Addison Fox was adopted as an infant. She never knew her birth parents and has no idea why she was given up. Even though she adores her adoptive parents, she is nonetheless curious and begins to research her past, hoping to find out who she is and where she came from. Her adoptive parents were wonderful, showering her with love and affection, giving her the perfect childhood right up until the minute they died together in a freak car accident. It’s been nine months since their deaths, and now, without any family at all, Addison is more determined than ever to find her birth mother.
Randall Talbot is on an enforced leave from the National Transportation Safety Board based in Washington, D.C. As a high-ranking, top-notch first-on-the-scene investigator, Randall is suffering from burn-out. He’s seen too much, hurts too deeply, and, in an effort to dull the pain and the nightmares, has become a borderline alcoholic. His leave-of-absence has brought him to Denver to work with his wheelchair-bound older brother, Jack, who operates a small private investigation firm. Randall meets Addison when she tries to hire the firm to help investigate her birth mother. The meeting does not go well.
Through another means, Addison does discover her birth mother’s name and location. She flies across the country, not knowing what she’ll find, but remains determined to get to the bottom of her own beginnings. The last thing she expects to discover, however, is that Agnes Beckett, her birth mother, was brutally murdered just three weeks earlier. The trail has come to an abrupt halt – or so it seems.
A month has passed since Randall insulted Addison, but he hasn’t forgotten her. In an effort to make amends, he goes to her coffee boutique just in time to save her life. An apparent robbery attempt is thwarted by Randall when he pulls his gun and shoots back. The robber flees. But why didn’t he take the money, and why did he point his gun directly at Addison as though he wanted to kill her and nothing more?

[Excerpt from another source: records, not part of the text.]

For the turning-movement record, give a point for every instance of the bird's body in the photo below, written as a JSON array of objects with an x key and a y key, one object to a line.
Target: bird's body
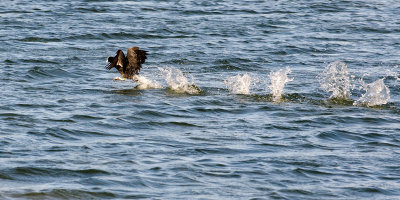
[{"x": 130, "y": 65}]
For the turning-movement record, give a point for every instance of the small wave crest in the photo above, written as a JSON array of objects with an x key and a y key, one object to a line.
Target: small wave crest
[
  {"x": 178, "y": 82},
  {"x": 376, "y": 93},
  {"x": 145, "y": 83},
  {"x": 336, "y": 79},
  {"x": 278, "y": 80},
  {"x": 238, "y": 84}
]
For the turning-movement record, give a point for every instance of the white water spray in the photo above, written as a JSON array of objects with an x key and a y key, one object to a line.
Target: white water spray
[
  {"x": 278, "y": 80},
  {"x": 145, "y": 83},
  {"x": 376, "y": 93},
  {"x": 335, "y": 78},
  {"x": 238, "y": 84},
  {"x": 178, "y": 82}
]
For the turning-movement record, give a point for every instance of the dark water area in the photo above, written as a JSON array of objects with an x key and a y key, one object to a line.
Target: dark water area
[{"x": 68, "y": 131}]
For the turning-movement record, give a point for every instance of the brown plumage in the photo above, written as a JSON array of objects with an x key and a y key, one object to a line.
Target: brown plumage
[{"x": 130, "y": 65}]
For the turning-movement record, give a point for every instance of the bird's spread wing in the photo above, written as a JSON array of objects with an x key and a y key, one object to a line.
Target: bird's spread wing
[
  {"x": 135, "y": 58},
  {"x": 116, "y": 61}
]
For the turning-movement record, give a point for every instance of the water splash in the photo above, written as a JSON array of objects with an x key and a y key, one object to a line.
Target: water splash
[
  {"x": 376, "y": 93},
  {"x": 278, "y": 80},
  {"x": 145, "y": 83},
  {"x": 335, "y": 78},
  {"x": 238, "y": 84},
  {"x": 178, "y": 82},
  {"x": 393, "y": 73}
]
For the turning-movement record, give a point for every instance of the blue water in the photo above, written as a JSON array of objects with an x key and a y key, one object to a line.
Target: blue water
[{"x": 68, "y": 131}]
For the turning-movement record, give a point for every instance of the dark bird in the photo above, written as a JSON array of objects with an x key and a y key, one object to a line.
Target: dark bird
[{"x": 128, "y": 66}]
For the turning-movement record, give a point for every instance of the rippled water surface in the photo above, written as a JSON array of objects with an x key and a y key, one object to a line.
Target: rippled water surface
[{"x": 68, "y": 131}]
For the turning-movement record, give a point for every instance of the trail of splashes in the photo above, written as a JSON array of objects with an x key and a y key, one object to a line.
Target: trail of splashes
[
  {"x": 393, "y": 73},
  {"x": 145, "y": 83},
  {"x": 376, "y": 93},
  {"x": 238, "y": 84},
  {"x": 335, "y": 78},
  {"x": 278, "y": 80},
  {"x": 178, "y": 82}
]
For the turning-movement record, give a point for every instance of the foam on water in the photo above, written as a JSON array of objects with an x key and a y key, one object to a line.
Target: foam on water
[
  {"x": 335, "y": 78},
  {"x": 376, "y": 93},
  {"x": 278, "y": 80},
  {"x": 178, "y": 82},
  {"x": 238, "y": 84},
  {"x": 145, "y": 83}
]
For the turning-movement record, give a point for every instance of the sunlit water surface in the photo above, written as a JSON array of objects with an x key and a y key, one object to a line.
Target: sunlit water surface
[{"x": 237, "y": 100}]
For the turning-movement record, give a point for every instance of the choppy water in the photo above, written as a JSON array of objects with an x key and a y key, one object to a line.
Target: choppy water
[{"x": 67, "y": 131}]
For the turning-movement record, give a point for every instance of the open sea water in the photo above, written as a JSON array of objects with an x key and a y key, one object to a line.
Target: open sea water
[{"x": 237, "y": 100}]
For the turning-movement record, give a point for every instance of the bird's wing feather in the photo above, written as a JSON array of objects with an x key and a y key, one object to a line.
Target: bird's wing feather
[
  {"x": 135, "y": 58},
  {"x": 119, "y": 58}
]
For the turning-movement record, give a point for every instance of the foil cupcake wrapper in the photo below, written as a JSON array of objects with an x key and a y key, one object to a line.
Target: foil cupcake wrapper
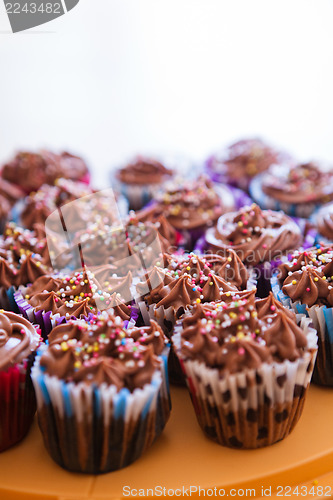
[
  {"x": 94, "y": 430},
  {"x": 322, "y": 319},
  {"x": 254, "y": 408},
  {"x": 17, "y": 403},
  {"x": 302, "y": 210}
]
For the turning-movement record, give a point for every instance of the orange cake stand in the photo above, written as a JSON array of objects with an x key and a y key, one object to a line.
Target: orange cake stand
[{"x": 183, "y": 457}]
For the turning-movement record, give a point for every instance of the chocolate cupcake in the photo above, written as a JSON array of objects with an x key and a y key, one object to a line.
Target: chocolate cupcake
[
  {"x": 185, "y": 280},
  {"x": 248, "y": 366},
  {"x": 102, "y": 394},
  {"x": 305, "y": 285},
  {"x": 190, "y": 206},
  {"x": 140, "y": 180},
  {"x": 19, "y": 340},
  {"x": 323, "y": 222},
  {"x": 261, "y": 238},
  {"x": 23, "y": 258},
  {"x": 240, "y": 162},
  {"x": 297, "y": 189},
  {"x": 54, "y": 299},
  {"x": 40, "y": 204},
  {"x": 29, "y": 171}
]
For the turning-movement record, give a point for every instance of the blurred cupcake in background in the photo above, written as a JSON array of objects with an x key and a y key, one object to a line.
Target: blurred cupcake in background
[
  {"x": 30, "y": 170},
  {"x": 297, "y": 189},
  {"x": 305, "y": 285},
  {"x": 260, "y": 238},
  {"x": 141, "y": 179},
  {"x": 240, "y": 162},
  {"x": 190, "y": 206},
  {"x": 102, "y": 394},
  {"x": 19, "y": 340}
]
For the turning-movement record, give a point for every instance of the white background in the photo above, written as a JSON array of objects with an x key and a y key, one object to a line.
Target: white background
[{"x": 116, "y": 77}]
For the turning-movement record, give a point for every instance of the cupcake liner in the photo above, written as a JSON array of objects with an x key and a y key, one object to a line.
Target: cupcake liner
[
  {"x": 17, "y": 403},
  {"x": 254, "y": 408},
  {"x": 94, "y": 429},
  {"x": 303, "y": 210},
  {"x": 322, "y": 319}
]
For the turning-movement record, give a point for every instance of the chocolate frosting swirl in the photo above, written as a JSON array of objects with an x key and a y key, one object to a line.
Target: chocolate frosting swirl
[
  {"x": 240, "y": 334},
  {"x": 31, "y": 170},
  {"x": 255, "y": 235},
  {"x": 304, "y": 183},
  {"x": 324, "y": 219},
  {"x": 189, "y": 205},
  {"x": 18, "y": 339},
  {"x": 99, "y": 352},
  {"x": 245, "y": 158}
]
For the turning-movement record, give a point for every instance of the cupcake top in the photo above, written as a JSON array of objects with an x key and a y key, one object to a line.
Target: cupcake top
[
  {"x": 303, "y": 183},
  {"x": 31, "y": 170},
  {"x": 77, "y": 294},
  {"x": 243, "y": 159},
  {"x": 308, "y": 276},
  {"x": 240, "y": 334},
  {"x": 324, "y": 221},
  {"x": 229, "y": 266},
  {"x": 255, "y": 235},
  {"x": 100, "y": 351},
  {"x": 144, "y": 170},
  {"x": 18, "y": 339},
  {"x": 23, "y": 258},
  {"x": 40, "y": 204},
  {"x": 183, "y": 283},
  {"x": 190, "y": 204}
]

Randall and Addison join forces to try to figure all this out. As they work through the mysteries of the past, they are in danger every second. Mutual attraction turns to mutual lust, but Randall is such an emotional wreck, he hurts Addison even when he’s trying to help her. Their love story is believable, their emotions realistic. Randall is not an easy hero to like, but it’s not for his lack of trying.
This book is well written, fast-paced, interesting, and fully developed. No strings are left untied, and there are many. The villain is a true slime-ball. As is the case with most suspense stories, some nice people are murdered or hurt before the bad guy is caught, and Addison must watch as her world crumbles around her. All she has is Randall, who, despite his own pain, knows how to come through when the chips are down.
The very few problems I had with this book can be named in just this one paragraph: too much angst for Randall and birth control. Hello? This is 2002. What single, adult man and/or woman out there does not give sexual protection even a passing thought? For the hero and heroine in a contemporary romance to not even think of birth control is unrealistic. Given the maturity of the characters and the credibility of the rest of the story, this does not ring true at all.
Having said that, this is a very good, solid read, and I can recommend it without hesitation.